Grief Circles[edit | edit source]

In 2020, Leonardo began to facilitate grief rituals around the Rogue Valley. In particular, she began working with the BIPOC Sanctuary on grief-tending related to the many racism-related deaths of Black and other BIPOC people.

“Grief is a natural consequence of caring and loving something. It’s just the flip side of the coin of love,” Leonardo says.

She points out that in looking at permaculture and ecology, you become aware of the full life cycle—and the way death nourishes new life.
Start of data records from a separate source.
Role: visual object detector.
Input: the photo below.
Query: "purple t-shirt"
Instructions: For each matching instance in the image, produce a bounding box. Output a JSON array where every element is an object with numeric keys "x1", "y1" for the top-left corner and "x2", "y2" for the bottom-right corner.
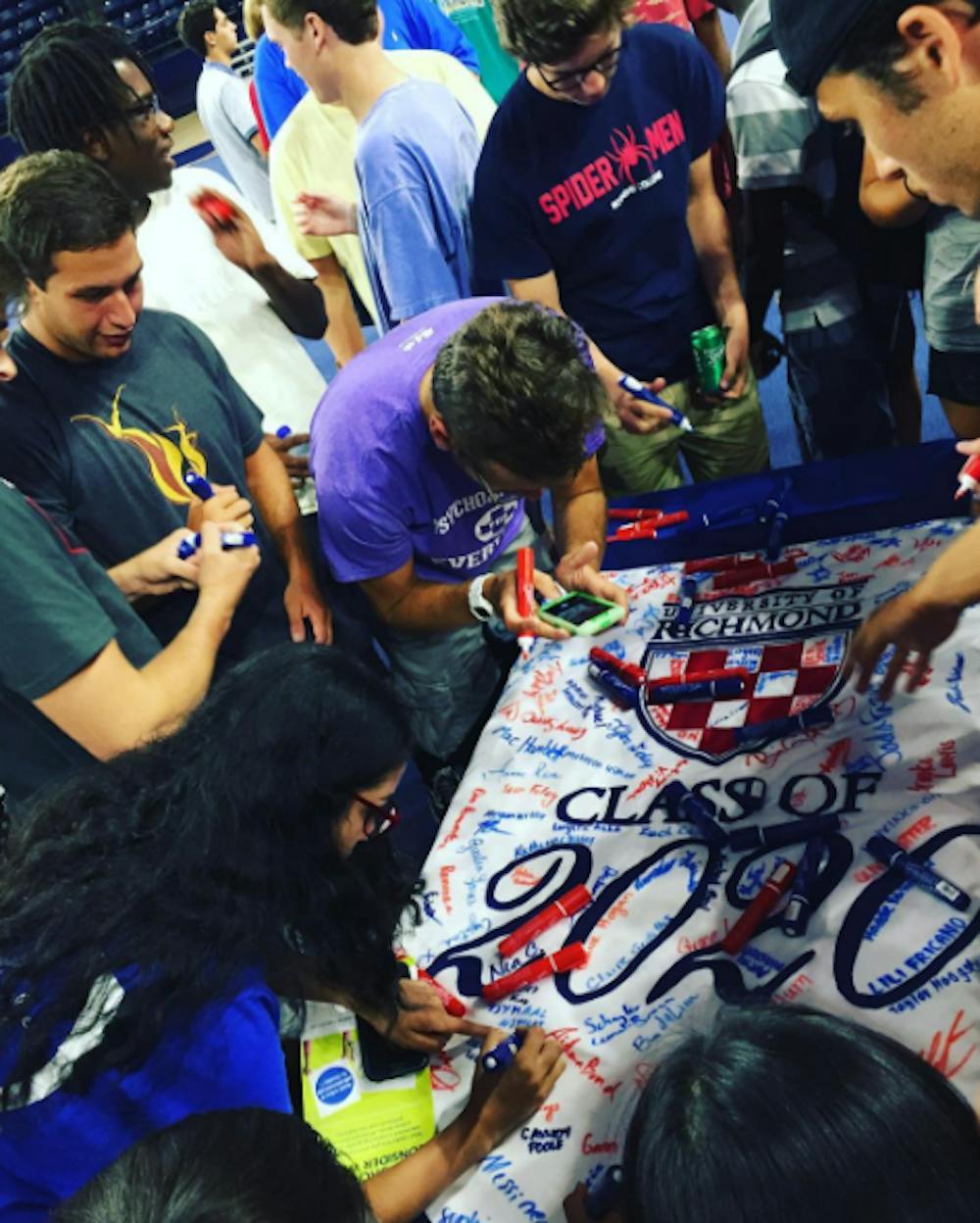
[{"x1": 310, "y1": 297, "x2": 603, "y2": 582}]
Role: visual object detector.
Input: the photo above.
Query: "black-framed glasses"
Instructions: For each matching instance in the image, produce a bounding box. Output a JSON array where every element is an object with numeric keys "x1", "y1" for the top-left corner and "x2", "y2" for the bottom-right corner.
[
  {"x1": 535, "y1": 40, "x2": 622, "y2": 93},
  {"x1": 351, "y1": 791, "x2": 401, "y2": 840}
]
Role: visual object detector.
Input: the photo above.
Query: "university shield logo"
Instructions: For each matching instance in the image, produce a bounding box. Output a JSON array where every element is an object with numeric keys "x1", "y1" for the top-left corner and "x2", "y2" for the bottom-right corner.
[{"x1": 639, "y1": 580, "x2": 865, "y2": 764}]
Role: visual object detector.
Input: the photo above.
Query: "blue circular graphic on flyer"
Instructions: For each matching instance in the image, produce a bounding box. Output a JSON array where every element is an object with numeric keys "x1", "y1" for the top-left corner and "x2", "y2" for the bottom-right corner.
[{"x1": 317, "y1": 1066, "x2": 354, "y2": 1104}]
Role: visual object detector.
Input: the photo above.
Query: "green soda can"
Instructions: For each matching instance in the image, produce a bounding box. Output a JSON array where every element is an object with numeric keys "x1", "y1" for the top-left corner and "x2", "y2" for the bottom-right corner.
[{"x1": 691, "y1": 325, "x2": 725, "y2": 395}]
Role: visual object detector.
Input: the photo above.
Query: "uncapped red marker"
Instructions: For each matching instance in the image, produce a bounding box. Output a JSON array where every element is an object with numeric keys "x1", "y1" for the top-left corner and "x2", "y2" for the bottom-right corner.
[
  {"x1": 722, "y1": 862, "x2": 797, "y2": 955},
  {"x1": 956, "y1": 455, "x2": 980, "y2": 500},
  {"x1": 588, "y1": 646, "x2": 646, "y2": 687},
  {"x1": 498, "y1": 883, "x2": 592, "y2": 955},
  {"x1": 482, "y1": 943, "x2": 588, "y2": 1002},
  {"x1": 517, "y1": 548, "x2": 535, "y2": 658},
  {"x1": 710, "y1": 561, "x2": 797, "y2": 591}
]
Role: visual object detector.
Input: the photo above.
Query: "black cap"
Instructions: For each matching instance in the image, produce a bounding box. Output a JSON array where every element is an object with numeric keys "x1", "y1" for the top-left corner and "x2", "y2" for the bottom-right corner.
[{"x1": 771, "y1": 0, "x2": 875, "y2": 95}]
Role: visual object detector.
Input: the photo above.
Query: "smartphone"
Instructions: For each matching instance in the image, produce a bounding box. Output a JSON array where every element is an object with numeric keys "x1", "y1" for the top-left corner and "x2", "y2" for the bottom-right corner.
[{"x1": 537, "y1": 591, "x2": 626, "y2": 637}]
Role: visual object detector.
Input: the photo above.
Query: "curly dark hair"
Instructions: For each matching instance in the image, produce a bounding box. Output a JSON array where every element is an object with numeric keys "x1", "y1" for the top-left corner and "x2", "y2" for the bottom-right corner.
[
  {"x1": 266, "y1": 0, "x2": 378, "y2": 46},
  {"x1": 494, "y1": 0, "x2": 632, "y2": 64},
  {"x1": 432, "y1": 301, "x2": 610, "y2": 482},
  {"x1": 0, "y1": 645, "x2": 417, "y2": 1104},
  {"x1": 9, "y1": 19, "x2": 154, "y2": 153}
]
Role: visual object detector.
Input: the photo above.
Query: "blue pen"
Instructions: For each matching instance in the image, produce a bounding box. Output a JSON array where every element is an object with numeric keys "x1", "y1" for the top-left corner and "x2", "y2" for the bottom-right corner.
[
  {"x1": 585, "y1": 1163, "x2": 622, "y2": 1221},
  {"x1": 183, "y1": 470, "x2": 214, "y2": 502},
  {"x1": 735, "y1": 705, "x2": 833, "y2": 744},
  {"x1": 865, "y1": 833, "x2": 973, "y2": 912},
  {"x1": 674, "y1": 577, "x2": 698, "y2": 627},
  {"x1": 781, "y1": 837, "x2": 823, "y2": 938},
  {"x1": 646, "y1": 675, "x2": 745, "y2": 705},
  {"x1": 177, "y1": 531, "x2": 258, "y2": 561},
  {"x1": 619, "y1": 374, "x2": 694, "y2": 433},
  {"x1": 728, "y1": 812, "x2": 841, "y2": 854},
  {"x1": 479, "y1": 1032, "x2": 523, "y2": 1074},
  {"x1": 588, "y1": 662, "x2": 637, "y2": 709},
  {"x1": 661, "y1": 781, "x2": 728, "y2": 847}
]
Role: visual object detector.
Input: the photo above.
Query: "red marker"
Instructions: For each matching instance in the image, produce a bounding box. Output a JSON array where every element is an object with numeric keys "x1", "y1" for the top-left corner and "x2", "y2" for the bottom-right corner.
[
  {"x1": 956, "y1": 455, "x2": 980, "y2": 500},
  {"x1": 418, "y1": 968, "x2": 466, "y2": 1019},
  {"x1": 710, "y1": 561, "x2": 797, "y2": 591},
  {"x1": 722, "y1": 862, "x2": 797, "y2": 955},
  {"x1": 517, "y1": 548, "x2": 535, "y2": 658},
  {"x1": 483, "y1": 943, "x2": 588, "y2": 1002},
  {"x1": 498, "y1": 883, "x2": 592, "y2": 955},
  {"x1": 684, "y1": 553, "x2": 763, "y2": 573},
  {"x1": 588, "y1": 646, "x2": 646, "y2": 687}
]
“For me, grief-tending is like composting; it’s part of what enables new life to emerge,” Leonardo says. “We attend to the death of things, or the loss of things, or that transformative force. It’s recognizing at the end comes transformation and that there’s really no such thing as the end—it’s just the beginning of something new. … Nurturing and tending to that process is how I see grief work. It’s necessary in order to let go and make space so that new things can grow.”

The BIPOC Sanctuary was born out of a collective of people who gathered at the Beloved Festival held in Tidewater, Oregon, in 2019, and its beginnings are detailed in an article by Kokayi Nosakhere titled “When and Where We Feel Safe.”

“The BIPOC sanctuary space became a healing space when we felt not just physically safe, but psycho/emotionally safe. We no longer had to justify the validity of our experience,” Nosakhere writes of the first BIPOC Sanctuary, which took place at the festival. “The persons surrounding us knew what we were talking about because they were actively sharing in the experience. The freed up psychic energy was transmuted into vulnerability; we could process our emotions.”

Following disastrous fires in communities surrounding Ashland in 2020, Leonardo also helped the local fire recovery organization Mi Valle Mi Hogar / My Valley My Home, to organize listening circles. These were circles for Latinx survivors of the Almeda fire, which swept up entire mobile home parks and poor neighborhoods in September 2020. Many of those hit hardest by the fires were Latinx working families who do not have access to basic supportive services like government-issued disaster relief funds, insurance, or even bank accounts. As the Rogue Valley already had a shortage of low-income housing options prior to the fire, the impact of the fire was devastating for many. My Valley My Home focuses on equitable, sustainable, and healing ways of rebuilding after the fire—an effort that remained far from complete almost a year later—with a focus on helping the local Latinx community.

The listening circles were weekly support groups designed to hold space for people to share their experiences of loss and grief, and to be heard.

“It’s also about having a place to put their grief,” Leonardo said. “With everything that’s been coming to the surface [since 2020] and what humanity is facing as a whole right now, it does feel like absolutely the time for us to collectively destigmatize grief and remember what it means to grieve collectively... And then we also need to embrace grief as a central part of what it means to be human.”